El duende se detuvo, mirándolos con curiosidad. «¿Qué intentan hacer, mortales?»
«Estamos aquí para detenerte», respondió Clara, su voz firme. «No dejaremos que nos atrapes.»
«¿Y qué piensan hacer con esos trinkets?» se burló el duende, acercándose lentamente. «No tienen poder contra mí.»
«¡Silencio!» gritó Clara, mientras lanzaba la pluma al suelo. El aire se llenó de un brillo tenue, pero el duende solo se rió.
«¿Eso es todo lo que tienen?» dijo, su voz resonando con desdén. «Son solo objetos sin valor.»
Desesperada, Clara recordó la última parte del ritual. «¡La tierra!» gritó. «¡Marta, ayúdame!»

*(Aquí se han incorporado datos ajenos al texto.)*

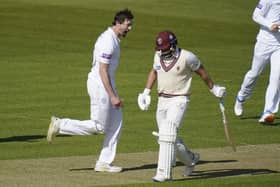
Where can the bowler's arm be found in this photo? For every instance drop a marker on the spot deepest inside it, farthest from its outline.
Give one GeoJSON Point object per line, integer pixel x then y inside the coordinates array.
{"type": "Point", "coordinates": [105, 77]}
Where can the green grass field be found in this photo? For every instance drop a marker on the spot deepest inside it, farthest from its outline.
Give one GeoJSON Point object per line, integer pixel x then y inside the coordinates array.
{"type": "Point", "coordinates": [46, 53]}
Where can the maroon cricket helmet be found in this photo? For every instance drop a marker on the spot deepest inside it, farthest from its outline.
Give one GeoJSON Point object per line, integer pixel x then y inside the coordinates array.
{"type": "Point", "coordinates": [165, 40]}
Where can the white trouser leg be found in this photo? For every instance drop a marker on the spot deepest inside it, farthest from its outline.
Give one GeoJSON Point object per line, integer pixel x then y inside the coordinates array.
{"type": "Point", "coordinates": [77, 127]}
{"type": "Point", "coordinates": [169, 111]}
{"type": "Point", "coordinates": [260, 60]}
{"type": "Point", "coordinates": [272, 92]}
{"type": "Point", "coordinates": [112, 135]}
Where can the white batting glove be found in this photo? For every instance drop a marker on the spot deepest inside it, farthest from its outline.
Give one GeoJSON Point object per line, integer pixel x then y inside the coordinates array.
{"type": "Point", "coordinates": [144, 99]}
{"type": "Point", "coordinates": [218, 91]}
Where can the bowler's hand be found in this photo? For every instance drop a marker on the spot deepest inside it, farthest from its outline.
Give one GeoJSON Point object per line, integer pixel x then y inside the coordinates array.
{"type": "Point", "coordinates": [116, 102]}
{"type": "Point", "coordinates": [144, 99]}
{"type": "Point", "coordinates": [275, 28]}
{"type": "Point", "coordinates": [218, 91]}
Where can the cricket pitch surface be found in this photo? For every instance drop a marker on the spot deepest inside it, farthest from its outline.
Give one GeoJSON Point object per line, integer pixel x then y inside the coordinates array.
{"type": "Point", "coordinates": [138, 167]}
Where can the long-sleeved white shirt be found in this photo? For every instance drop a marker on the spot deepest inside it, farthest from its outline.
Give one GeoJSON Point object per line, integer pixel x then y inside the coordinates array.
{"type": "Point", "coordinates": [266, 13]}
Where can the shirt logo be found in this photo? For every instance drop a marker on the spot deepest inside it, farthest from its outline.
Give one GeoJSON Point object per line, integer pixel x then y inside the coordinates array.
{"type": "Point", "coordinates": [157, 68]}
{"type": "Point", "coordinates": [107, 56]}
{"type": "Point", "coordinates": [259, 6]}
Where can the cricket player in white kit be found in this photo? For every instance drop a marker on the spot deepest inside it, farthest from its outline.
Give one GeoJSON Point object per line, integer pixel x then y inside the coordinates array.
{"type": "Point", "coordinates": [267, 50]}
{"type": "Point", "coordinates": [105, 104]}
{"type": "Point", "coordinates": [173, 69]}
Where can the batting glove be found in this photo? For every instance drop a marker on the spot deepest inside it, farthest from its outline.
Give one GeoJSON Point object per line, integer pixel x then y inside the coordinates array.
{"type": "Point", "coordinates": [144, 99]}
{"type": "Point", "coordinates": [218, 91]}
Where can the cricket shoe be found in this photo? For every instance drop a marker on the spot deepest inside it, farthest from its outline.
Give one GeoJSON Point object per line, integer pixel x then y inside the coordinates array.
{"type": "Point", "coordinates": [53, 129]}
{"type": "Point", "coordinates": [105, 167]}
{"type": "Point", "coordinates": [189, 169]}
{"type": "Point", "coordinates": [238, 107]}
{"type": "Point", "coordinates": [160, 178]}
{"type": "Point", "coordinates": [267, 118]}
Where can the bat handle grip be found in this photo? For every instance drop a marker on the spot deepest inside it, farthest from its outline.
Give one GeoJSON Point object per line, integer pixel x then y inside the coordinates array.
{"type": "Point", "coordinates": [221, 104]}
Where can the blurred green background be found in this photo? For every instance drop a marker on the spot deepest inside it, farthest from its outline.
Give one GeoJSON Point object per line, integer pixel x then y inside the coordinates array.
{"type": "Point", "coordinates": [46, 53]}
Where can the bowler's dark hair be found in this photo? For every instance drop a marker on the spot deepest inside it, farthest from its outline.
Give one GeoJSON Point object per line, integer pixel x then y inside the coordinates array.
{"type": "Point", "coordinates": [122, 15]}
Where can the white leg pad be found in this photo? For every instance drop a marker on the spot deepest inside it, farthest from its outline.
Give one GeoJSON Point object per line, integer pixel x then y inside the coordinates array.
{"type": "Point", "coordinates": [167, 137]}
{"type": "Point", "coordinates": [182, 152]}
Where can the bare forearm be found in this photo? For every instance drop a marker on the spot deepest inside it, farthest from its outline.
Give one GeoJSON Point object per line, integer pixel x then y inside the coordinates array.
{"type": "Point", "coordinates": [151, 79]}
{"type": "Point", "coordinates": [205, 77]}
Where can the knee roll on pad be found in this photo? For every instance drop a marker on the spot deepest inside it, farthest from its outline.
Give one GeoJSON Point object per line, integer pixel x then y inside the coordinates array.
{"type": "Point", "coordinates": [168, 133]}
{"type": "Point", "coordinates": [97, 128]}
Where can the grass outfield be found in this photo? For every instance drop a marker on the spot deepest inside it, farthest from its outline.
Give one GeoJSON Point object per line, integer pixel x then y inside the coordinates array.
{"type": "Point", "coordinates": [46, 53]}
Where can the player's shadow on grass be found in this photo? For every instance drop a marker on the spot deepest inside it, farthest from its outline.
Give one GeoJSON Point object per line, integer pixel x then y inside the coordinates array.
{"type": "Point", "coordinates": [26, 138]}
{"type": "Point", "coordinates": [153, 166]}
{"type": "Point", "coordinates": [258, 117]}
{"type": "Point", "coordinates": [206, 174]}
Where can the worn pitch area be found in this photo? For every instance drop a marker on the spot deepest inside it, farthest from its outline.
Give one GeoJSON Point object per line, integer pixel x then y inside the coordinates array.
{"type": "Point", "coordinates": [138, 167]}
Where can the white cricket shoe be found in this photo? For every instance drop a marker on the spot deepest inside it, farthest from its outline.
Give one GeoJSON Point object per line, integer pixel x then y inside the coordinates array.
{"type": "Point", "coordinates": [189, 169]}
{"type": "Point", "coordinates": [160, 178]}
{"type": "Point", "coordinates": [267, 118]}
{"type": "Point", "coordinates": [53, 129]}
{"type": "Point", "coordinates": [105, 167]}
{"type": "Point", "coordinates": [238, 107]}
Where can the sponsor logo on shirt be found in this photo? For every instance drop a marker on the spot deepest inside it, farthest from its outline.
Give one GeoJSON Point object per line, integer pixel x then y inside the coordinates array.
{"type": "Point", "coordinates": [107, 56]}
{"type": "Point", "coordinates": [157, 68]}
{"type": "Point", "coordinates": [259, 6]}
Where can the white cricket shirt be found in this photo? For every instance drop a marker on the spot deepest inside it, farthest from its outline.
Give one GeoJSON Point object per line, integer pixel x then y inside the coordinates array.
{"type": "Point", "coordinates": [106, 50]}
{"type": "Point", "coordinates": [175, 78]}
{"type": "Point", "coordinates": [266, 13]}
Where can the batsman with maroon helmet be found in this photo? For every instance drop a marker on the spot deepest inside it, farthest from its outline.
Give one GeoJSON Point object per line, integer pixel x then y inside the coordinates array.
{"type": "Point", "coordinates": [172, 69]}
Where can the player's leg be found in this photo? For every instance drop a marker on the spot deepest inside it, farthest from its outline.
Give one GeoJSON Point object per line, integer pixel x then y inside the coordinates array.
{"type": "Point", "coordinates": [272, 92]}
{"type": "Point", "coordinates": [260, 60]}
{"type": "Point", "coordinates": [112, 135]}
{"type": "Point", "coordinates": [167, 137]}
{"type": "Point", "coordinates": [99, 106]}
{"type": "Point", "coordinates": [166, 140]}
{"type": "Point", "coordinates": [176, 113]}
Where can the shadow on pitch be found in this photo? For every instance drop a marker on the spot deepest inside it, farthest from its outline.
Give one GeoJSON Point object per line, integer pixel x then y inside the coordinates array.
{"type": "Point", "coordinates": [154, 166]}
{"type": "Point", "coordinates": [26, 138]}
{"type": "Point", "coordinates": [258, 117]}
{"type": "Point", "coordinates": [226, 173]}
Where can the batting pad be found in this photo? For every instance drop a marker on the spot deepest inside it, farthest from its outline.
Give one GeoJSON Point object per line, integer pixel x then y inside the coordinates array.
{"type": "Point", "coordinates": [167, 137]}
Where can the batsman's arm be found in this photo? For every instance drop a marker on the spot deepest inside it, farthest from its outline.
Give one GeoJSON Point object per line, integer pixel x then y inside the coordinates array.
{"type": "Point", "coordinates": [204, 75]}
{"type": "Point", "coordinates": [216, 90]}
{"type": "Point", "coordinates": [152, 77]}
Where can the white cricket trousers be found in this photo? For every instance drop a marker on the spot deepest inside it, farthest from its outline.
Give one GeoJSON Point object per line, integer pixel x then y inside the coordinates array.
{"type": "Point", "coordinates": [103, 119]}
{"type": "Point", "coordinates": [172, 110]}
{"type": "Point", "coordinates": [263, 54]}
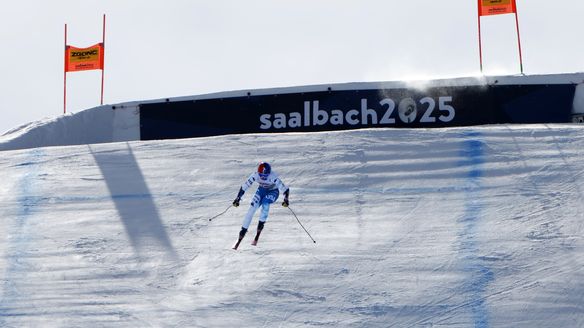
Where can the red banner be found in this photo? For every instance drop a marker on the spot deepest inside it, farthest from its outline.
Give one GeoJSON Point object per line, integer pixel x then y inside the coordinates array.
{"type": "Point", "coordinates": [84, 59]}
{"type": "Point", "coordinates": [496, 7]}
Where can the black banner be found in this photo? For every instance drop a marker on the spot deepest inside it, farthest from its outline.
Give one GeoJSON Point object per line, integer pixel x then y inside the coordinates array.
{"type": "Point", "coordinates": [354, 109]}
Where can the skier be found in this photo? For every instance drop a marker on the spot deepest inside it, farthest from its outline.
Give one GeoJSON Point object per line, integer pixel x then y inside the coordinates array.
{"type": "Point", "coordinates": [266, 194]}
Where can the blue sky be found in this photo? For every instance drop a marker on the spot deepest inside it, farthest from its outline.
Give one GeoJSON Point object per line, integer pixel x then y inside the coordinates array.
{"type": "Point", "coordinates": [160, 49]}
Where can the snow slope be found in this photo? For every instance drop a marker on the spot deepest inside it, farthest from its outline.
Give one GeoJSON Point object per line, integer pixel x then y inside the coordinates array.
{"type": "Point", "coordinates": [461, 227]}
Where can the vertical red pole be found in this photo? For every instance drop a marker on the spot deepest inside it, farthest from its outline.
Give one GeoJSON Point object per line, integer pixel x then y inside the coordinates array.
{"type": "Point", "coordinates": [65, 76]}
{"type": "Point", "coordinates": [519, 42]}
{"type": "Point", "coordinates": [103, 67]}
{"type": "Point", "coordinates": [480, 44]}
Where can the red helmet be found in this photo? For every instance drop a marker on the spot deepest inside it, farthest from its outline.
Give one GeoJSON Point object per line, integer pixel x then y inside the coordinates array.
{"type": "Point", "coordinates": [264, 169]}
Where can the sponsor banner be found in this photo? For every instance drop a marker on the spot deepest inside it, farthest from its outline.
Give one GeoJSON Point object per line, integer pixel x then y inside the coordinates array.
{"type": "Point", "coordinates": [355, 109]}
{"type": "Point", "coordinates": [496, 7]}
{"type": "Point", "coordinates": [83, 59]}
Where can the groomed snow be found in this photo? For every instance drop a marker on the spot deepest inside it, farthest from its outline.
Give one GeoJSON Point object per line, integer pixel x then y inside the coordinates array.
{"type": "Point", "coordinates": [462, 227]}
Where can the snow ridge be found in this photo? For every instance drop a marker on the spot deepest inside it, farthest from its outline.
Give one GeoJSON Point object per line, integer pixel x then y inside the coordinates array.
{"type": "Point", "coordinates": [454, 227]}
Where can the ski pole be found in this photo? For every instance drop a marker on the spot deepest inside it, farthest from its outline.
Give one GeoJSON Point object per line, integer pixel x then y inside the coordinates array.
{"type": "Point", "coordinates": [218, 215]}
{"type": "Point", "coordinates": [314, 241]}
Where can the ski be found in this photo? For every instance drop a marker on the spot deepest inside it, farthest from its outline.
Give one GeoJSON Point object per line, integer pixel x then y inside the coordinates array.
{"type": "Point", "coordinates": [237, 244]}
{"type": "Point", "coordinates": [255, 240]}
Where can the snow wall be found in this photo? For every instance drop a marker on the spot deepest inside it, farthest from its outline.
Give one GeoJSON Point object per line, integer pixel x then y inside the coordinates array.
{"type": "Point", "coordinates": [421, 104]}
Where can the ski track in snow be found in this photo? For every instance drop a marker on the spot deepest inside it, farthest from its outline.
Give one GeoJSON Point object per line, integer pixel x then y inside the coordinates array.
{"type": "Point", "coordinates": [460, 227]}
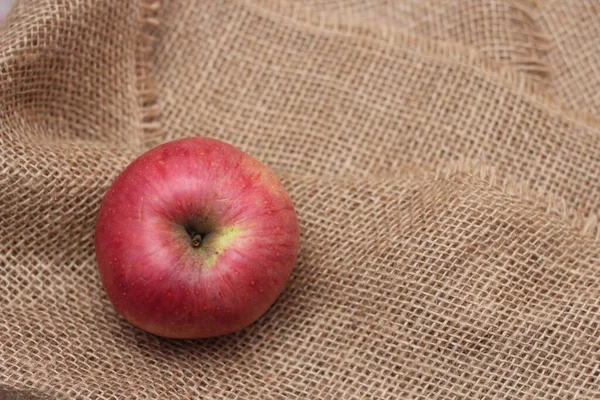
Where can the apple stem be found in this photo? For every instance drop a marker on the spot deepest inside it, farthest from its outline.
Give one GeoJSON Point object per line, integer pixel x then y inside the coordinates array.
{"type": "Point", "coordinates": [196, 239]}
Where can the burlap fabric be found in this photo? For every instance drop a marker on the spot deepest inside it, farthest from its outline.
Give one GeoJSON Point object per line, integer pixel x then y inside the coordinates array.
{"type": "Point", "coordinates": [447, 194]}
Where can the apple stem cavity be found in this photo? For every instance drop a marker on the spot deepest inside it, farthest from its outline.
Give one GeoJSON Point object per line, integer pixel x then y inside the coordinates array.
{"type": "Point", "coordinates": [196, 240]}
{"type": "Point", "coordinates": [195, 236]}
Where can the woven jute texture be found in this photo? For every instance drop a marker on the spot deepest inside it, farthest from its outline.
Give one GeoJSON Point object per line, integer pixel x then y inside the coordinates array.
{"type": "Point", "coordinates": [446, 180]}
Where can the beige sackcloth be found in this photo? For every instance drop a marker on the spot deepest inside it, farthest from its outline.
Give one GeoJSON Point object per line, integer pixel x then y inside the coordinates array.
{"type": "Point", "coordinates": [443, 157]}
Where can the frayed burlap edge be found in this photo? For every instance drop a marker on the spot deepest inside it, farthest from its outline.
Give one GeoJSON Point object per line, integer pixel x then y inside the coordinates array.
{"type": "Point", "coordinates": [586, 225]}
{"type": "Point", "coordinates": [148, 95]}
{"type": "Point", "coordinates": [448, 52]}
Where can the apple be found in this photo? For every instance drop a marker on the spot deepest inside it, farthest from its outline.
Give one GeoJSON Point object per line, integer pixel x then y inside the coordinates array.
{"type": "Point", "coordinates": [195, 238]}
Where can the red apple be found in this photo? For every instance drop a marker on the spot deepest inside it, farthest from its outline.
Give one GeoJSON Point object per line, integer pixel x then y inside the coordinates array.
{"type": "Point", "coordinates": [195, 238]}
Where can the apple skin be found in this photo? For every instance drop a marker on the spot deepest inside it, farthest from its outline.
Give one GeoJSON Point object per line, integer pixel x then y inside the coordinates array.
{"type": "Point", "coordinates": [195, 239]}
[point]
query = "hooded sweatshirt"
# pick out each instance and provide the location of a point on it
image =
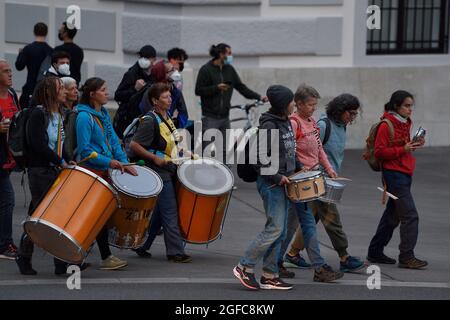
(392, 153)
(288, 163)
(90, 138)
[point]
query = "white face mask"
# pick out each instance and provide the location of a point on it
(64, 69)
(175, 76)
(144, 63)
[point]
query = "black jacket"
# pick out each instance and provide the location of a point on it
(3, 136)
(216, 103)
(126, 87)
(288, 163)
(39, 153)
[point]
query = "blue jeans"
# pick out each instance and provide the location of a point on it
(165, 215)
(267, 244)
(309, 230)
(6, 210)
(402, 211)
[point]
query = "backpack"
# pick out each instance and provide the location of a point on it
(369, 153)
(17, 137)
(70, 140)
(131, 130)
(245, 170)
(128, 111)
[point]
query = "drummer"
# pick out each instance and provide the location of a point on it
(45, 136)
(340, 112)
(310, 152)
(155, 141)
(95, 134)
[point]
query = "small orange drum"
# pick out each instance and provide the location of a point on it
(138, 194)
(203, 195)
(72, 214)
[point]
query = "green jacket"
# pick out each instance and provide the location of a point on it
(216, 103)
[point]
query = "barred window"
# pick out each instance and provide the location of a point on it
(410, 27)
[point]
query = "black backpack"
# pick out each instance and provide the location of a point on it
(245, 170)
(128, 111)
(17, 137)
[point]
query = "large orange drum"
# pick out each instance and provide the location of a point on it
(203, 195)
(72, 214)
(138, 195)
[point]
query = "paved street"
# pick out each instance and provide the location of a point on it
(210, 276)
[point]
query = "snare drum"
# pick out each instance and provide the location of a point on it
(203, 193)
(72, 214)
(334, 191)
(127, 228)
(306, 186)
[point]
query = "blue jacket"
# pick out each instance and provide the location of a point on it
(335, 146)
(90, 138)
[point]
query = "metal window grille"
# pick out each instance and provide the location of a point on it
(410, 27)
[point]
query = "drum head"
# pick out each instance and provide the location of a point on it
(334, 184)
(306, 175)
(206, 176)
(146, 184)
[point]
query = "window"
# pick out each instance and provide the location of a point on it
(410, 27)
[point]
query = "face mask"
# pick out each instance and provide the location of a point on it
(144, 63)
(64, 69)
(175, 76)
(229, 59)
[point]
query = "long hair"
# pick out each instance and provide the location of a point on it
(397, 99)
(344, 102)
(91, 85)
(46, 94)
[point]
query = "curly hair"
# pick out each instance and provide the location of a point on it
(344, 102)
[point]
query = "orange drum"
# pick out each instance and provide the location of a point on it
(72, 214)
(138, 195)
(203, 196)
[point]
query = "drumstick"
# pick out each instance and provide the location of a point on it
(390, 195)
(93, 155)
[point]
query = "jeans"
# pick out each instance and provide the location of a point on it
(309, 230)
(402, 211)
(6, 210)
(166, 215)
(267, 244)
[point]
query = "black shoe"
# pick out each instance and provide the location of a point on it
(180, 258)
(25, 267)
(142, 253)
(275, 283)
(413, 263)
(383, 259)
(247, 279)
(285, 273)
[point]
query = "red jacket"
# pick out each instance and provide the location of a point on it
(392, 153)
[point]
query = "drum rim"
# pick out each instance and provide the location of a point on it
(58, 229)
(100, 179)
(139, 196)
(314, 177)
(207, 194)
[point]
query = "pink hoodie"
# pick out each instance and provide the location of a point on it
(309, 147)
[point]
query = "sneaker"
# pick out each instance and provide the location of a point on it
(285, 273)
(351, 264)
(142, 253)
(112, 263)
(10, 253)
(25, 267)
(296, 262)
(180, 258)
(327, 274)
(275, 283)
(413, 263)
(383, 259)
(247, 279)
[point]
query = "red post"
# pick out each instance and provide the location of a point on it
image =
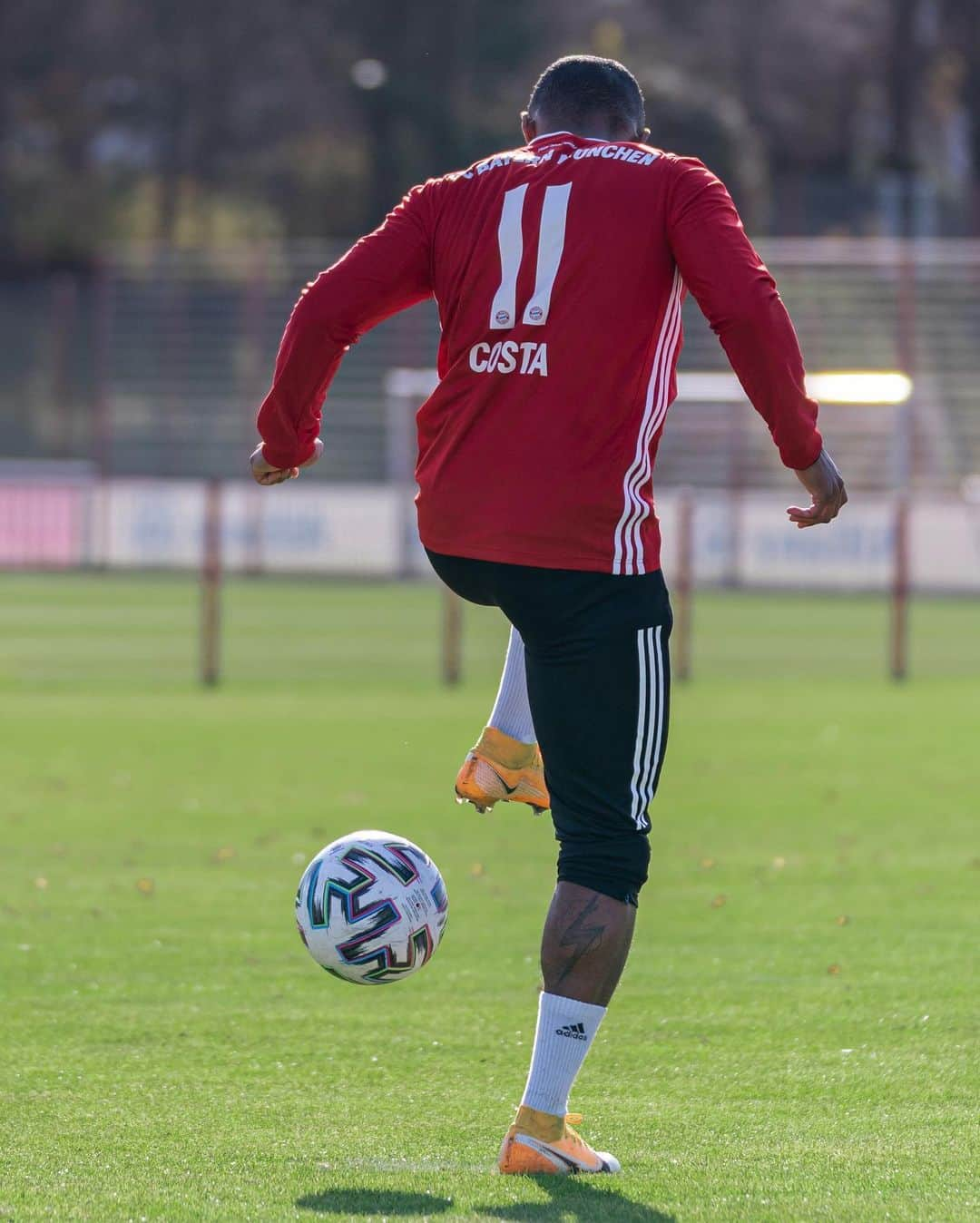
(211, 587)
(684, 587)
(905, 463)
(899, 633)
(452, 637)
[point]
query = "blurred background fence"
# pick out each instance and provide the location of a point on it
(153, 365)
(172, 174)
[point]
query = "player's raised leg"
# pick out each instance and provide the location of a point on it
(505, 765)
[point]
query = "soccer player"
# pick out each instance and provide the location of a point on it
(559, 269)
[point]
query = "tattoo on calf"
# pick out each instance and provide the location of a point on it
(580, 937)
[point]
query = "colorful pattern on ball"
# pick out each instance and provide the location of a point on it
(371, 907)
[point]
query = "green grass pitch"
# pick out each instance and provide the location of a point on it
(796, 1035)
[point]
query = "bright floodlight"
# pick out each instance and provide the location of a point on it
(881, 386)
(860, 386)
(368, 73)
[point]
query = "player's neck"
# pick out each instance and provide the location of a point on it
(586, 133)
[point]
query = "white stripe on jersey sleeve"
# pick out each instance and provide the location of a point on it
(632, 506)
(510, 241)
(656, 421)
(550, 247)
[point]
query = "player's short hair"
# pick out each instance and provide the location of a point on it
(576, 88)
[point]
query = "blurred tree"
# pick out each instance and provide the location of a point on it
(191, 122)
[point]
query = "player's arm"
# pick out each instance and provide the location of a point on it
(738, 296)
(383, 273)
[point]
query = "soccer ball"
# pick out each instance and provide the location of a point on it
(371, 907)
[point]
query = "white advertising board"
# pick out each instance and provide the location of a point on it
(369, 530)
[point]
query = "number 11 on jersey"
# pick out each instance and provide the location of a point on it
(550, 246)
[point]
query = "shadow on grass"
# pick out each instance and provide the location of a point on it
(572, 1198)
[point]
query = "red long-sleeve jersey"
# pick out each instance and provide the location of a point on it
(559, 270)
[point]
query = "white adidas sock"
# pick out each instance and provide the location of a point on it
(565, 1030)
(512, 710)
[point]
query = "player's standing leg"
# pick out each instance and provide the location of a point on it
(505, 765)
(601, 702)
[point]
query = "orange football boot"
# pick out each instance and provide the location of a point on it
(502, 769)
(540, 1142)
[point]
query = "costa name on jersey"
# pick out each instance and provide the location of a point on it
(559, 270)
(508, 356)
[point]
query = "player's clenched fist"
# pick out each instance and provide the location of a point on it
(825, 484)
(264, 474)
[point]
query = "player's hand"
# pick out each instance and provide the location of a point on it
(264, 474)
(825, 484)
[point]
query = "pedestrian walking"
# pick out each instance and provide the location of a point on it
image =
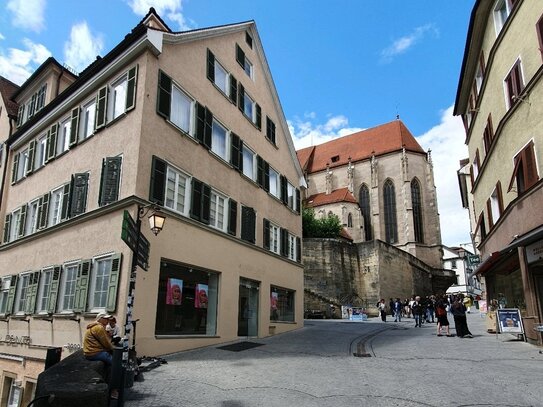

Marta, comprendiendo, se arrodilló y tomó un puñado de tierra del suelo, arrojándola hacia el duende. En ese instante, el brillo de la pluma y el diente se intensificó, creando una barrera de luz.
«¡No!» chilló el duende, mientras la luz lo envolvía. «¡No puede ser!»
Pero antes de que pudieran celebrar su victoria, el duende se desvaneció en la oscuridad, dejando solo un eco de su risa. Clara y sus amigos se miraron, aliviados, pero una sensación de inquietud persistía.
«Lo logramos», dijo Tomás, aunque su voz sonaba vacía.
«Pero… ¿y si vuelve?» preguntó Marta, su rostro pálido.
«Debemos estar preparados», respondió Clara, sintiendo un escalofrío recorrer su espalda. «No podemos dejar que esto vuelva a suceder.»
Sin embargo, mientras regresaban al pueblo, una sombra se deslizó detrás de ellos. Nadie se dio cuenta de que el duende oscuro había dejado una parte de sí mismo en Eldergrove. Una pequeña semilla de maldad que germinaría en el próximo festival.
Y así, el ciclo continuaría, con el pueblo atrapado en la ilusión de la celebración, sin saber que cada cien años, los duendes oscuros regresarían, y esta vez, quizás, no habría forma de detenerlos.